LongCLIP-ViT-B-32 (CLIP ViT-B/32 with 512-token text context)
What’s different vs standard CLIP
- based on CLIP ViT-B/32 (from laion/CLIP-ViT-B-32-laion2B-s34B-b79K)
- Longer text context:
max_position_embeddings=512 (vs the usual 77).
- Train data: 1.67M image-caption pairs, caption regenerated by Qwen2.5-VL-72B (512-token max length), images sampled from LAION-2B.
Usage
import torch
from PIL import Image
from transformers import CLIPModel, CLIPProcessor
model_id = "AlpachinoNLP/LongCLIP-ViT-B-32"
model = CLIPModel.from_pretrained(model_id)
processor = CLIPProcessor.from_pretrained(model_id)
image = Image.open("path/to/image.jpg").convert("RGB")

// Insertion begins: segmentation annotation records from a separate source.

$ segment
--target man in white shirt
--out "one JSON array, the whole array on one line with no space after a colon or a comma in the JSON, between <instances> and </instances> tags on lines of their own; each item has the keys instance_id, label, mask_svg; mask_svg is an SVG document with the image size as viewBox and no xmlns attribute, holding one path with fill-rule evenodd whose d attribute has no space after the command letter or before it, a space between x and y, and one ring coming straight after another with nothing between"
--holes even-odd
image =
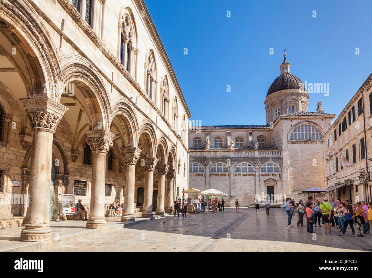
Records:
<instances>
[{"instance_id":1,"label":"man in white shirt","mask_svg":"<svg viewBox=\"0 0 372 278\"><path fill-rule=\"evenodd\" d=\"M265 207L266 208L266 214L268 215L269 212L270 210L270 200L267 198L265 200Z\"/></svg>"},{"instance_id":2,"label":"man in white shirt","mask_svg":"<svg viewBox=\"0 0 372 278\"><path fill-rule=\"evenodd\" d=\"M187 198L183 198L183 205L182 206L182 219L186 219L186 213L187 212ZM183 217L185 213L185 216Z\"/></svg>"}]
</instances>

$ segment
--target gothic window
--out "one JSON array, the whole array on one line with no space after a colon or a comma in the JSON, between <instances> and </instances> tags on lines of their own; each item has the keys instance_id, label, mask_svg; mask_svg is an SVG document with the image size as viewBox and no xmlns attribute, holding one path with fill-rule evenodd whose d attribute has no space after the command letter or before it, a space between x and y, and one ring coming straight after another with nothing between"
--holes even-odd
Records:
<instances>
[{"instance_id":1,"label":"gothic window","mask_svg":"<svg viewBox=\"0 0 372 278\"><path fill-rule=\"evenodd\" d=\"M221 162L215 163L211 167L211 173L228 173L228 167Z\"/></svg>"},{"instance_id":2,"label":"gothic window","mask_svg":"<svg viewBox=\"0 0 372 278\"><path fill-rule=\"evenodd\" d=\"M266 162L262 165L260 171L262 173L278 173L280 172L279 166L273 162Z\"/></svg>"},{"instance_id":3,"label":"gothic window","mask_svg":"<svg viewBox=\"0 0 372 278\"><path fill-rule=\"evenodd\" d=\"M4 137L4 119L3 118L3 115L4 112L3 110L3 107L0 105L0 142L3 142Z\"/></svg>"},{"instance_id":4,"label":"gothic window","mask_svg":"<svg viewBox=\"0 0 372 278\"><path fill-rule=\"evenodd\" d=\"M278 107L275 108L275 120L278 119L279 116L280 116L280 108Z\"/></svg>"},{"instance_id":5,"label":"gothic window","mask_svg":"<svg viewBox=\"0 0 372 278\"><path fill-rule=\"evenodd\" d=\"M194 139L194 148L202 148L202 138L195 138Z\"/></svg>"},{"instance_id":6,"label":"gothic window","mask_svg":"<svg viewBox=\"0 0 372 278\"><path fill-rule=\"evenodd\" d=\"M243 148L244 140L241 137L237 137L235 138L235 147Z\"/></svg>"},{"instance_id":7,"label":"gothic window","mask_svg":"<svg viewBox=\"0 0 372 278\"><path fill-rule=\"evenodd\" d=\"M89 164L90 165L90 157L92 154L92 151L90 150L90 147L85 142L84 144L84 164Z\"/></svg>"},{"instance_id":8,"label":"gothic window","mask_svg":"<svg viewBox=\"0 0 372 278\"><path fill-rule=\"evenodd\" d=\"M322 134L317 128L304 124L295 127L291 134L291 140L321 140Z\"/></svg>"},{"instance_id":9,"label":"gothic window","mask_svg":"<svg viewBox=\"0 0 372 278\"><path fill-rule=\"evenodd\" d=\"M257 141L258 141L259 148L266 147L266 140L264 137L259 136L257 137Z\"/></svg>"},{"instance_id":10,"label":"gothic window","mask_svg":"<svg viewBox=\"0 0 372 278\"><path fill-rule=\"evenodd\" d=\"M216 148L222 147L222 138L218 137L214 138L214 147Z\"/></svg>"},{"instance_id":11,"label":"gothic window","mask_svg":"<svg viewBox=\"0 0 372 278\"><path fill-rule=\"evenodd\" d=\"M189 166L189 172L190 173L204 173L204 168L200 163L194 162Z\"/></svg>"},{"instance_id":12,"label":"gothic window","mask_svg":"<svg viewBox=\"0 0 372 278\"><path fill-rule=\"evenodd\" d=\"M107 162L107 170L113 170L114 151L112 149L110 149L108 154L108 160Z\"/></svg>"},{"instance_id":13,"label":"gothic window","mask_svg":"<svg viewBox=\"0 0 372 278\"><path fill-rule=\"evenodd\" d=\"M235 173L246 173L254 171L254 170L253 166L247 162L239 163L235 168Z\"/></svg>"},{"instance_id":14,"label":"gothic window","mask_svg":"<svg viewBox=\"0 0 372 278\"><path fill-rule=\"evenodd\" d=\"M74 195L85 196L87 194L87 182L75 180L74 184Z\"/></svg>"}]
</instances>

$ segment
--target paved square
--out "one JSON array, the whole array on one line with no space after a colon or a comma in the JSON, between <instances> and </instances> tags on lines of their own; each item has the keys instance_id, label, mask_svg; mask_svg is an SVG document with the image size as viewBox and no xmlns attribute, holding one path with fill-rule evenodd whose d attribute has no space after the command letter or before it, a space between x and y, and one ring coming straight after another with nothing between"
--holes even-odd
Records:
<instances>
[{"instance_id":1,"label":"paved square","mask_svg":"<svg viewBox=\"0 0 372 278\"><path fill-rule=\"evenodd\" d=\"M189 214L186 219L166 217L123 228L51 248L46 252L371 252L372 236L324 235L324 230L314 227L311 234L306 227L287 227L283 209L264 209L259 215L254 209L226 208L215 213ZM164 223L163 223L163 222ZM304 224L305 224L304 223ZM333 228L333 227L332 227ZM357 228L356 227L356 233Z\"/></svg>"}]
</instances>

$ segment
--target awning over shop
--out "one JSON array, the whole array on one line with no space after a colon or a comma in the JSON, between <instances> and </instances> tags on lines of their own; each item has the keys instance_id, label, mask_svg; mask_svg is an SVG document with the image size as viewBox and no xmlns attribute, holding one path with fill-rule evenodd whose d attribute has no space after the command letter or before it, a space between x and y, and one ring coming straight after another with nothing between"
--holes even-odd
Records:
<instances>
[{"instance_id":1,"label":"awning over shop","mask_svg":"<svg viewBox=\"0 0 372 278\"><path fill-rule=\"evenodd\" d=\"M344 186L345 185L347 185L347 184L346 183L340 183L336 185L334 185L333 186L331 186L330 187L328 187L326 189L327 192L326 193L328 193L328 192L332 191L335 189L337 189L338 188L340 188L340 187L342 186Z\"/></svg>"}]
</instances>

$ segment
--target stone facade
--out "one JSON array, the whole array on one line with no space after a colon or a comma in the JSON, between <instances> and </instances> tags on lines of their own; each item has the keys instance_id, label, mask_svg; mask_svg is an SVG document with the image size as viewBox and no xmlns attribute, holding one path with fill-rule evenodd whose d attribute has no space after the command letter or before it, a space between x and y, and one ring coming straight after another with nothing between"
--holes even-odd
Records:
<instances>
[{"instance_id":1,"label":"stone facade","mask_svg":"<svg viewBox=\"0 0 372 278\"><path fill-rule=\"evenodd\" d=\"M328 194L351 203L372 201L372 74L324 136ZM341 155L352 165L341 167ZM361 182L359 177L364 178ZM350 183L347 185L348 182Z\"/></svg>"},{"instance_id":2,"label":"stone facade","mask_svg":"<svg viewBox=\"0 0 372 278\"><path fill-rule=\"evenodd\" d=\"M288 65L285 56L281 75L274 82L289 76L299 83L287 88L286 79L277 86L279 91L272 89L273 83L265 101L267 124L189 129L189 187L218 189L227 194L227 205L234 206L235 199L241 206L247 206L258 196L263 202L267 194L274 203L285 197L307 199L307 194L298 193L326 187L323 138L335 115L324 113L320 102L316 112L308 112L310 96L299 79L289 75ZM287 68L283 71L283 66ZM281 112L276 115L277 107ZM308 128L311 132L305 132ZM248 167L241 167L247 163Z\"/></svg>"},{"instance_id":3,"label":"stone facade","mask_svg":"<svg viewBox=\"0 0 372 278\"><path fill-rule=\"evenodd\" d=\"M87 11L84 0L0 1L1 227L24 221L22 240L50 238L58 193L76 195L78 183L90 228L104 226L114 199L124 217L142 209L147 186L154 210L157 196L169 207L187 188L183 171L169 178L155 169L147 182L148 158L188 164L191 115L144 2L91 2ZM10 203L16 194L29 207Z\"/></svg>"}]
</instances>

texts = ["a short caption", "a much longer caption ..."]
inputs = processor(
text=texts,
images=image,
return_tensors="pt",
padding=True,
truncation=True,
max_length=512,
)
with torch.no_grad():
outputs = model(**inputs)
probs = outputs.logits_per_image.softmax(dim=-1)
print(probs[0].tolist())
Zero-shot classification example
import torch
from PIL import Image
import requests
from transformers import CLIPModel, CLIPProcessor
model_id = "AlpachinoNLP/LongCLIP-ViT-B-32"
model = CLIPModel.from_pretrained(model_id)
processor = CLIPProcessor.from_pretrained(model_id)
url = "https://huggingface.co/datasets/mishig/sample_images/resolve/main/cat-dog-music.png"
image = Image.open(requests.get(url, stream=True).raw).convert("RGB")
labels = ["cat", "dog", "playing music"]
inputs = processor(text=labels, images=image, return_tensors="pt", padding=True, truncation=True, max_length=512)
with torch.no_grad():
probs = model(**inputs).logits_per_image.softmax(dim=-1)[0]
print({label: float(p) for label, p in zip(labels, probs)})
Image/text embeddings
import torch
from transformers import CLIPModel, CLIPProcessor
model_id = "AlpachinoNLP/LongCLIP-ViT-B-32"
model = CLIPModel.from_pretrained(model_id)
processor = CLIPProcessor.from_pretrained(model_id)
inputs = processor(text=["a caption"], return_tensors="pt", padding=True, truncation=True, max_length=512)
with torch.no_grad():
text_features = model.get_text_features(**inputs)
Limitations
- This is a research/teaching checkpoint from a local training pipeline; evaluate on your target data before using it downstream.
- Texts longer than 512 tokens are truncated by the processor when
truncation=True.